Ransomware attack prompts multistate hospital chain to divert patients elsewhere
NASHVILLE — A ransomware attack has prompted a health care chain that operates 30 hospitals in six states to divert patients from some of its emergency rooms to other hospitals, while putting certain elective procedures on pause, the company announced.
In a statement Monday, Ardent Health Services said the attack occurred Nov. 23 and the company took its network offline, suspending user access to its information technology applications, including the software used to document patient care.
As of midday Tuesday, about half of Ardent’s 25 emergency rooms were still operating on “divert,” meaning the hospitals have asked ambulances to take those needing emergency care to other facilities in their areas, Ardent spokesperson Will Roberts said. Roberts said hospitals nationwide also use divert status sometimes during flu season, COVID surges, natural disasters, or a large trauma event.
The company said it could not yet confirm the extent of any patient health or financial information that has been compromised. Ardent says it reported the issue to law enforcement and retained third-party forensic and threat intelligence advisors, while working with cybersecurity specialists to restore IT functions as quickly as possible. There was no timeline yet to resolve the problems.
Ardent, which is based in the Nashville suburb of Brentwood, owns and operates 30 hospitals and more than 200 care sites with upwards of 1,400 aligned providers in Oklahoma, Texas, New Jersey, New Mexico, Idaho, and Kansas.
Each hospital is still providing medical screenings and stabilizing care to patients arriving at emergency rooms, the company said.
In Amarillo, Texas, William Spell said he and his mother have been sick with flu-like symptoms for days but have been unable to see a doctor because of the cyberattack.
Spell, 34, said he tried Sunday night to make an appointment through an online patient portal but could not access it.
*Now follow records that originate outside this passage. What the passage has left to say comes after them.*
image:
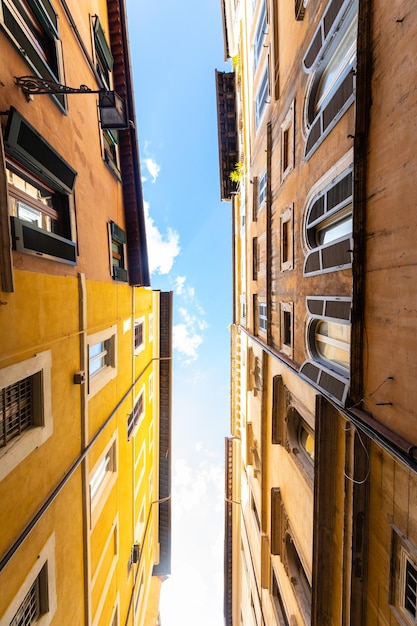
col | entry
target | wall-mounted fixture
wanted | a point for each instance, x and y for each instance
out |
(112, 107)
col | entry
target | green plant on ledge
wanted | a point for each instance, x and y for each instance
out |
(237, 173)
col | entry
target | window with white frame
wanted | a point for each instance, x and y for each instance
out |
(331, 58)
(40, 186)
(328, 227)
(118, 256)
(287, 239)
(328, 343)
(286, 328)
(102, 359)
(36, 602)
(102, 472)
(262, 317)
(32, 26)
(139, 334)
(25, 409)
(260, 33)
(150, 325)
(262, 96)
(403, 579)
(262, 190)
(287, 143)
(136, 415)
(102, 479)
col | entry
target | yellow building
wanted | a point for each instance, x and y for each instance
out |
(85, 355)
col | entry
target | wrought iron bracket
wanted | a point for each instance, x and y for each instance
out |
(32, 85)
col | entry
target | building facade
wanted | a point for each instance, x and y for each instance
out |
(85, 355)
(316, 126)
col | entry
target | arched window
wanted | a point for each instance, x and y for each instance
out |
(331, 57)
(332, 342)
(328, 343)
(328, 227)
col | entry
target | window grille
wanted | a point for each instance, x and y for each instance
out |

“We are trying to figure out other options as to what to do next because we cannot make an appointment with my primary care doctor,” he said Tuesday.
BSA Health System — the Ardent umbrella provider for Spell’s clinic and other facilities in the city — said in a Facebook post that it was working to restore its patient portal and system for video doctor’s visits. Spell said his doctor’s office could not tell him how long the outage might last and advised him and his mother to visit an urgent care clinic.
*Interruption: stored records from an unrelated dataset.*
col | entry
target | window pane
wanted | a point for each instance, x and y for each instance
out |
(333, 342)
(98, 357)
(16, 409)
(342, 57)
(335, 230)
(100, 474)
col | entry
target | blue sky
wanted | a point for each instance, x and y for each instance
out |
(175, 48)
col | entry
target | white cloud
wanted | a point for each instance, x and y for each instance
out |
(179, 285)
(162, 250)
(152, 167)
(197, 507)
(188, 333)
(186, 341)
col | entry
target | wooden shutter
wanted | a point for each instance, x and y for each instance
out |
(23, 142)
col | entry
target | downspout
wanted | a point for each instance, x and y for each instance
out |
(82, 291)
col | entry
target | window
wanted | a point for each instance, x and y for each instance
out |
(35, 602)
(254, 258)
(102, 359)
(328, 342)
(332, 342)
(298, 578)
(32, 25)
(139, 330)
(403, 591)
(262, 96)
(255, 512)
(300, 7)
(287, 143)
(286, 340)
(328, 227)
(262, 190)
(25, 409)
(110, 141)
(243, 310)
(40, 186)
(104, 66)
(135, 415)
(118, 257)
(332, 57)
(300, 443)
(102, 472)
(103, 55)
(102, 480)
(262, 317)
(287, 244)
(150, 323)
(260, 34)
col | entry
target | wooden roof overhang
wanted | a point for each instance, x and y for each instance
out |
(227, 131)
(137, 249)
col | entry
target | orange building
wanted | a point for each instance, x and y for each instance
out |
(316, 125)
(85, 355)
“That’s just something we cannot do because urgent-cares charge a lot of money just to walk through the door and be seen by a doctor,” Spell said. “There’s no way we can afford that.”
Several hospitals in Albuquerque, N.M., within Ardent’s Lovelace Health System have continued to divert some patients who need emergency care to other city hospitals, Lovelace spokesperson Whitney Marquez said. They also are rescheduling elective and other non-urgent surgeries.
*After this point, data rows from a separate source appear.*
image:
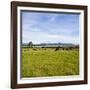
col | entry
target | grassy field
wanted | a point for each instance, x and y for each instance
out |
(48, 62)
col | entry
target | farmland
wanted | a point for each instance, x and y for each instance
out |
(38, 62)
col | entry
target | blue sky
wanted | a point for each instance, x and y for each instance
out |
(50, 28)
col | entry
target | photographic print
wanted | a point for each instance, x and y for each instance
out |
(49, 44)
In Topeka, Kan., a hospital spokesperson confirmed the attack put the University of Kansas Health System-St. Francis on divert status. Meanwhile, the city’s other hospital, Stormont Vail, saw patient volume begin increasing Friday and increased weekend staffing, said Stormont Vail Health spokesperson MollyPatt Eyestone.
There was no immediate claim of responsibility for the attack. Ransomware criminals do not usually admit to an attack unless the victim refuses to pay.
“The attack against Ardent Health is both egregious and quickly becoming the norm,” said Allan Liska, an analyst at the cybersecurity firm Recorded Future.
While some groups won’t attack hospitals, “they are greatly outnumbered by those who will and with the number of ransomware groups growing every day, the percentage who won’t attack hospitals is constantly decreasing,” Liska said. “Health care, in general, is an attractive target for these groups because there is a perception that they are more likely to pay, even though the evidence suggests otherwise.” Even when health care providers don’t pay, ransomware groups can sell patient data, Liska added.
A recent global study by the cybersecurity firm Sophos found nearly two-thirds of health care organizations were hit by ransomware attacks in the year ending in March, double the rate from two years earlier but dipping slightly from 2022. Education was the sector most likely to be hit, with attack saturation at 80 percent.